The advanced agricultural producers' cooperative (高级农业生产合作社, gaoji nongye shengchan hezuoshe) was the second and decisive stage of agricultural collectivisation in the People's Republic of China during the First Five-Year Plan (1953–57). It marked the transition from the "semi-socialist" elementary cooperative—where peasants pooled land but still received dividends on the land, draught animals and tools they contributed—to a "fully socialist" form in which all such assets were transferred to collective ownership without compensation, and distribution was based solely on labour performed.
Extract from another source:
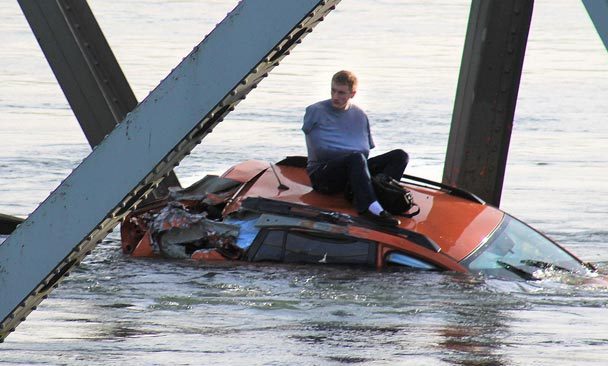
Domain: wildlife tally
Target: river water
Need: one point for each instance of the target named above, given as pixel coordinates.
(114, 310)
The model derived ideologically from Soviet kolkhoz practice and was authorised institutionally by the Model Regulations for Advanced Agricultural Producers' Cooperatives, adopted by the National People's Congress on 30 June 1956.
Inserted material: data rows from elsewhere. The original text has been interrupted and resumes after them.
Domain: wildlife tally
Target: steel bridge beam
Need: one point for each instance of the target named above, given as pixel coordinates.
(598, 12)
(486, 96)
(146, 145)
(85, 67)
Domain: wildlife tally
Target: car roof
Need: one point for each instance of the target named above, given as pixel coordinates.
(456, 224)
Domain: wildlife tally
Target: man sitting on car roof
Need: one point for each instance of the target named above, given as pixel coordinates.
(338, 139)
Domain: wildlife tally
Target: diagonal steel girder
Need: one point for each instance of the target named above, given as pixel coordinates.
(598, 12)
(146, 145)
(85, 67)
The advanced cooperative typically merged several elementary cooperatives, comprising on average 100–300 households (often an entire natural village). Land deeds were abolished, private plots were restricted to small household garden allotments, and members earned work points (工分, gongfen) credited to a household and settled at year-end after the collective met state grain procurement quotas and reserve funds. Management rested with an elected committee, though in practice party cadres dominated. The decisive political impetus came from Mao Zedong's speech "On the Question of Agricultural Cooperation" of 31 July 1955, which attacked colleagues for moving "like a woman with bound feet" and triggered a "high tide of socialist transformation." Whereas planners had expected advanced cooperatives to predominate only by 1960, the campaign accelerated dramatically: by the end of 1956 roughly 88 percent of peasant households—over 110 million families—had been enrolled in advanced cooperatives, completing collectivisation years ahead of schedule.
This breakneck pace produced both the celebrated statistical "high tide" and serious dislocations, including peasant slaughter of livestock to avoid surrendering animals and disincentives from severing reward from contributed property. The advanced cooperative proved a transitional form: in 1958 these units were amalgamated into the far larger people's communes (renmin gongshe) during the Great Leap Forward, which fused economic, administrative and militia functions. The collective framework endured—through the post-Leap retreat to the production team as basic accounting unit—until the Household Responsibility System (家庭联产承包责任制) dismantled collective farming from 1978–83 under Deng Xiaoping's reforms, formally ending the advanced-cooperative model of land ownership though collective ownership of farmland persists in Chinese law to 2026.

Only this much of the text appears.